Major unsafe structural issues would make a place unlivable due to risk (although to be honest many condemned houses stand for decade without any maintenance and some are then brought back albeit big jobs).

Really houses can go forever with little to nothing, my landlord has done virtually fuck all maintenance in 15 years and I live in an area battered by major storms. The house is a falling apart shit hole (hence us moving) but we still manage to live in it perfectly fine. Houses can take a LOT of punishment and neglect, things rarely need doing as pure urgency.

Ouzz · 04/06/2025 17:53

My brother and parents all got married very young. What I have never been able to convey to them is how difficult managing certain aspects of life can be when you are perpetually on your own. Yes I have boyfriends, but I have never had a “life partner” someone who is there to lean on when things go wrong.

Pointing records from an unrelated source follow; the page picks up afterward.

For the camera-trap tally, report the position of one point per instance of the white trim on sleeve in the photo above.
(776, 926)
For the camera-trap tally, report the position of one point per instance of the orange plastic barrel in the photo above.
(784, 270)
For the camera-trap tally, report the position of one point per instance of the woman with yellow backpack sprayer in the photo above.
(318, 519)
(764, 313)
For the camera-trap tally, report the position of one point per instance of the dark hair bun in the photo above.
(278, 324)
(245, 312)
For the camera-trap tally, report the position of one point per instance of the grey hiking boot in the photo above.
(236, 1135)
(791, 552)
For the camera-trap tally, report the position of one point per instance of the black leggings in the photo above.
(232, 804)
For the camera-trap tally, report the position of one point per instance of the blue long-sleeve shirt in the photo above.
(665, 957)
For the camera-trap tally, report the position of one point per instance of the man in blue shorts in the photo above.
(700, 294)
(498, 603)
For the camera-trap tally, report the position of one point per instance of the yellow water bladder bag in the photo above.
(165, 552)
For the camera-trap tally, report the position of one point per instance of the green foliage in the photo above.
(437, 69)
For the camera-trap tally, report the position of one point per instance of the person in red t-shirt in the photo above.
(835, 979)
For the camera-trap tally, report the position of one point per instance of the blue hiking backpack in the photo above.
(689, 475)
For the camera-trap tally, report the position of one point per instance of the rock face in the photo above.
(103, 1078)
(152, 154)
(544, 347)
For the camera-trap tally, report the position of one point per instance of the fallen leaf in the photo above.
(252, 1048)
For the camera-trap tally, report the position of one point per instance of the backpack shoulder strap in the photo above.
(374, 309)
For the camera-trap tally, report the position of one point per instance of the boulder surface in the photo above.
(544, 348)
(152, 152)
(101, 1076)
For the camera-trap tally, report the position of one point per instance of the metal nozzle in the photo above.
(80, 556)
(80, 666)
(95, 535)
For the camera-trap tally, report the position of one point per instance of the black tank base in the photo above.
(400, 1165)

Whether it is something practical like knowing there are two wages coming in should one of you lose your jobs, or having 2 diaries should you need someone to be in for a plumber; or just moral support knowing you aren’t going through it alone.

I know this answer doesn’t help, but your post resonated with me. There can be a loneliness dealing with life’s perpetual issues when you are single that those in longterm relationships will never appreciate.

AllAroundMyGarden · 04/06/2025 17:56

Yes, that’s home-ownership .

I know it’s expensive, but my mum had a regular handyman. I think he was a neighbour, and seemed to be always fixing or doing something

Greenartywitch · 04/06/2025 18:16

My experience is very similar to yours :)

I bought my first house 2 years ago, had a full survey and yet I had lots of issues to deal with.

So far: full rewiring, new boiler, new gutter at the front, fixing a toilet cistern leak, fixing a broken kitchen gulley, removing a dangerous gas fire, fixing the shower drainage...

I probably will have to do work on the roof next year.

I think that's what most people have to deal with when it comes to home ownership.

Mine is a 1930 house so that means it needs regular upkeep and having to deal with decades of previous dodgy DIY and botched jobs from builders...

Magicalbeaver · 04/06/2025 18:53

Yes. Yes. Houses are work. Cracks appear all the time. Bits of damp. Marks on walls. Leaking gutter. Grout crumbling off. It really is endless.